The committee ultimately voted to approve the proposal with comment, a result that satisfied the representatives from COGA, ACWC and ACREC. The comment reads: “The 223rd General Assembly of the PC(U.S.A.) asks that the Office of the General Assembly, GACOR, the ACWC, and ACREC continue to improve and expand the gathering of statistical information especially in the areas of gender, race and ethnicity, and report back to the 224th GA in 2020.”
Commissioners’ resolutions

One commissioners’ resolution dealt with the cost of holding the biannual General Assembly meetings. The resolution, brought by Emily Chudy of Donegal Presbytery, “directs the Office of the General Assembly of the Presbyterian Church (U.S.A.) to investigate adaptive and technical issues around cost-reduction measures for future meetings of the General Assembly and to report back with a plan to the 224th General Assembly (2020).” The resolution listed possible ways to do so, including meeting on a university campus or meeting every three or four years.

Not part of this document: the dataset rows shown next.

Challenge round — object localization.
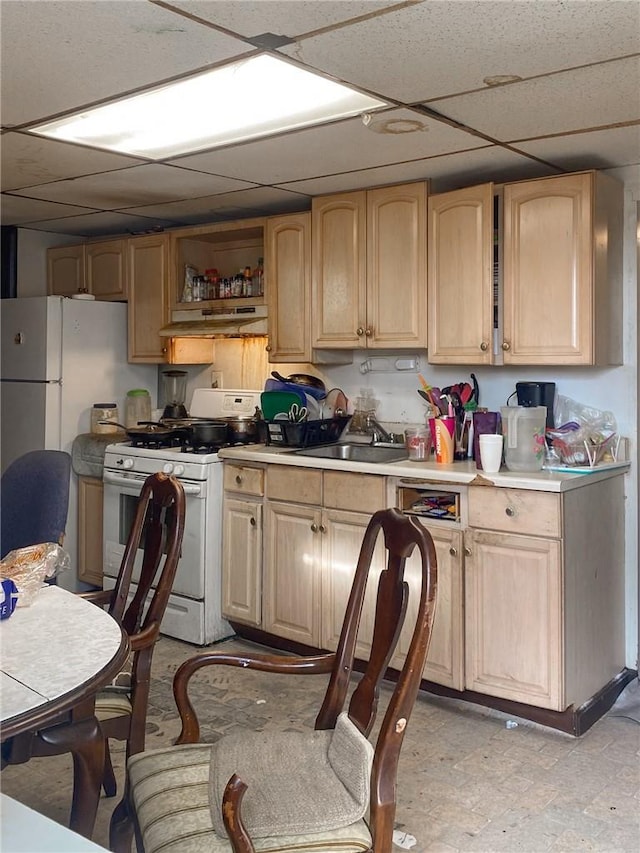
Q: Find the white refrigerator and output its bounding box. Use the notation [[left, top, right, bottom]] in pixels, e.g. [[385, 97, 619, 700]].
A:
[[0, 296, 157, 588]]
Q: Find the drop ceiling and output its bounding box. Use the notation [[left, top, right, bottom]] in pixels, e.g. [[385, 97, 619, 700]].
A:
[[0, 0, 640, 237]]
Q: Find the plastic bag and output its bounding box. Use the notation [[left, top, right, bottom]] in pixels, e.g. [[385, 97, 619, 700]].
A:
[[0, 542, 71, 607], [546, 394, 617, 466]]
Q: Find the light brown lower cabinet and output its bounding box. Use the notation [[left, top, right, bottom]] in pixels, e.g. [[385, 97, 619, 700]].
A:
[[78, 477, 104, 587]]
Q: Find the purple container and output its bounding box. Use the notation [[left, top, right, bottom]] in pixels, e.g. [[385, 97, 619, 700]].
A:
[[473, 412, 502, 471]]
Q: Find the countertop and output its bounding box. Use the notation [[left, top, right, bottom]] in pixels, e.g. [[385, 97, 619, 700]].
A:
[[218, 444, 630, 492]]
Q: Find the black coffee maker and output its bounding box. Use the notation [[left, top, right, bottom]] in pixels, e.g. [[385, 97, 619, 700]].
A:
[[516, 382, 556, 429]]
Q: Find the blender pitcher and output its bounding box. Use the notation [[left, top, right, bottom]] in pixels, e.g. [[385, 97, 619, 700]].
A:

Tom Hay, associate stated clerk and director of assembly operations at the Office of the General Assembly, spoke to the resolution noting that the Office of the General Assembly has, and does, look for ways to cut costs but is often limited by the GA’s current standing rules, He said he welcomed the resolution as it would allow the OGA to explore cost savings options that they have been unable to examine in the past.
The resolution was recommended for approval by a unanimous vote.
Another commissioner’s resolution addressed who gets to vote for the election of the moderator. This resolution was written by a group of Young Adult Advisory Delegates, signed on by two commissioners and brought by Deb Avery, a commissioner from San Francisco Presbytery.
The resolution asks “that the 223rd General Assembly (2018) direct that advisory delegates have full vote in Moderator/Co-Moderators elections in future General Assemblies.”
A member of the Advisory Committee on the Constitution (ACC),Forrest Claassen,noted that the resolutions had “clear constitutional implications” which, therefore should have disallowed this resolution as a commissioners’ resolution. The committee was informed that commissioners’ resolutions cannot have constitutional implications because they do not give the ACC time to review and share the implications, nevertheless, he said, “Bills and Overtures have passed it to you and you have to deal with it.” He added that the Bills and Overtures Committee is free to ignore the advice of the ACC.
There was lively discussion on the value of hearing from the advisory delegates, their full participation in committees and the importance of listening to their wisdom.
Robert Belz-Templeman,YAAD from Cascades Presbytery, quoted co-moderator Vilmarie Cintrón-Olivieri in her conversation with the YAADs: “You are not the future of the church, you are the church.”
The GA Procedures Committee voted 49-3 to refer the resolution with the following comment: “Recommend that the 223rd GA refer 03-23 to the Office of the General Assembly, to be in consultation with the advice of the Advisory Committee on the Constitution and the Advisory Committee on Social Witness Policy, and to bring a recommendation before the 224th General Assembly for full consideration, including the possibility of constitutional amendment.”